Germaine Greer famously criticized this view that merit and gold are at the top in a debate at the Oxford Union, asking if the audience had visited any marinas recently and seen what floats to the top: turds.

Though which are Plato’s meritorious men and women of gold, and which are the other, narcissistic sociopaths, can be difficult to distinguish until the latter are arrested and charged.

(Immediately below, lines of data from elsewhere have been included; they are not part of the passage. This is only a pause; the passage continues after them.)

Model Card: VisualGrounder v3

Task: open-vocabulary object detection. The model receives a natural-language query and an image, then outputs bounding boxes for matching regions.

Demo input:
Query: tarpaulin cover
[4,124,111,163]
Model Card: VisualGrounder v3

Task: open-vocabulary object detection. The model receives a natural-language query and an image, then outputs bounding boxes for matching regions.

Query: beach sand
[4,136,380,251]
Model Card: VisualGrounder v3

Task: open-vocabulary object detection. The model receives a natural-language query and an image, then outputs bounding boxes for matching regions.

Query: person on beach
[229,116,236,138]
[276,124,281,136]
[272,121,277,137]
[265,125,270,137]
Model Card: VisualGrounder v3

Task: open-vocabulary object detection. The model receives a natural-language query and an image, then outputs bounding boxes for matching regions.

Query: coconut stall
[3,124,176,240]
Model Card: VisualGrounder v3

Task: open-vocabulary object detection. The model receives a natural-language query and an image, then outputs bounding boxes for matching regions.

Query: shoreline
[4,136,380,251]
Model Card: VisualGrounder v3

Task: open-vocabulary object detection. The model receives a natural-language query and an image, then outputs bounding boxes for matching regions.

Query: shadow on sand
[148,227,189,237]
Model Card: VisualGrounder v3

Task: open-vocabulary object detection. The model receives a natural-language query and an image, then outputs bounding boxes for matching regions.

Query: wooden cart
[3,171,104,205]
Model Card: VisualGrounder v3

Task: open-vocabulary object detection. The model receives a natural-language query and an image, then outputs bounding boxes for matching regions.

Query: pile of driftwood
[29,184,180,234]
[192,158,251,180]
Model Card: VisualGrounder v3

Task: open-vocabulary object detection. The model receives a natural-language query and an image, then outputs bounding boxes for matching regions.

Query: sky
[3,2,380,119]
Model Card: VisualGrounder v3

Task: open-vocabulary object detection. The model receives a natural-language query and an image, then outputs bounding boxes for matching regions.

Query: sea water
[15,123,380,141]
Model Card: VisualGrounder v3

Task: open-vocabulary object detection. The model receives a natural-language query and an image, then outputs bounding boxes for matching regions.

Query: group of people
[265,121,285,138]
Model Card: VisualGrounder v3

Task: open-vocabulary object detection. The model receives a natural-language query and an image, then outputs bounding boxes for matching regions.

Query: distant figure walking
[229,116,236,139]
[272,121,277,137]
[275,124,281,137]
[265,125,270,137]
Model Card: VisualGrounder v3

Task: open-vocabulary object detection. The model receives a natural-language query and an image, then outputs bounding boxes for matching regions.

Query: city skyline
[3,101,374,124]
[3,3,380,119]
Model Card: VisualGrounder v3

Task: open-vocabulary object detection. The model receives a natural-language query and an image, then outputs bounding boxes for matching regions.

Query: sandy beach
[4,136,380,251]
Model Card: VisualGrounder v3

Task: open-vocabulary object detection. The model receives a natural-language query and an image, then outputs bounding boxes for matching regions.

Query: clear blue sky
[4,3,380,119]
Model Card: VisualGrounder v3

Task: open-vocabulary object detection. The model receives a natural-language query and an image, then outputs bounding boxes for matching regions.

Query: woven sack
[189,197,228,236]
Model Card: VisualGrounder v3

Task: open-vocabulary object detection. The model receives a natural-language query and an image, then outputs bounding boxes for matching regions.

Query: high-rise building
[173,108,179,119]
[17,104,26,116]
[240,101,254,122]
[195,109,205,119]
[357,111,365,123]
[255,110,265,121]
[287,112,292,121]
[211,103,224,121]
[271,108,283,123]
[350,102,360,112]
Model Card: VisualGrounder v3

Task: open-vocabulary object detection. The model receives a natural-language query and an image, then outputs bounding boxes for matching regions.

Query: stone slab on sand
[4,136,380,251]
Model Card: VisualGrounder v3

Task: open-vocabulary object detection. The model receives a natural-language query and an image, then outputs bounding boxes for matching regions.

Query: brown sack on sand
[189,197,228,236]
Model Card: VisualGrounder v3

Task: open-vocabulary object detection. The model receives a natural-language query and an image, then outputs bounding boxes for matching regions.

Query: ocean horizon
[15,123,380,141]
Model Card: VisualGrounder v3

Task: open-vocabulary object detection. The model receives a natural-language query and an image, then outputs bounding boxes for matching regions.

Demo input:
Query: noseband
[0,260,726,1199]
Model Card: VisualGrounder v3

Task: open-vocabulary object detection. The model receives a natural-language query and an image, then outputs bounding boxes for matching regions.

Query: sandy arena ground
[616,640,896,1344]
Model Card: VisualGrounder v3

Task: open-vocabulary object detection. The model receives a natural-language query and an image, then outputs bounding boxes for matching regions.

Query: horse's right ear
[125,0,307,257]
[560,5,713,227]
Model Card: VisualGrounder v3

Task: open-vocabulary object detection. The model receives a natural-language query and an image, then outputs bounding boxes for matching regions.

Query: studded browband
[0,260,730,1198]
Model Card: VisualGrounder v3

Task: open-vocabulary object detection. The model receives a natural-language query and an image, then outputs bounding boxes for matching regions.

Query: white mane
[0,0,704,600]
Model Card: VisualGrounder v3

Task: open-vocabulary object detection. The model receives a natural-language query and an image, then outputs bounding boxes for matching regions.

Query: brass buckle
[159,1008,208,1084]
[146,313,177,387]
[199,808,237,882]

Sigmund Freud also favoured three personality types, but very different ones, by two different stages: stages of psychic development (id, ego, super-ego) and stages of psycho-sexual development (oral, anal, and phallic).

Freud liked his trinities, but also his dualisms, as here: id to ego is instinctive to civilized, unorganized to organized, a pleasure to reality, and emotional to rational. The third stage, the super-ego is the critique of the emergent ego, associated with reflection and guilt

Despite their subtlety, complexity, and erudition, often based on Freud’s pioneering couch therapy, I do not know if most psychoanalysts follow Freud in these theories; they do seem a bit fanciful. Jung seems more popular with his four types.

Finally, the old typology says that there are three types of people: those who can count and those who can’t.

Three is a magical, even mystical number in Graeco-Roman and Christian culture. (See Brewer’s Dictionary of Phrase and Fable.) More recently, three re-appears in Marx’s dialectic resulting in the synthesis, he thought, of the classless society, Emile Durkheim’s three main types of suicide, and Max Weber’s three types of authority.

Alan Dundes has demonstrated its popularity in American culture in Interpreting Folklore (1980).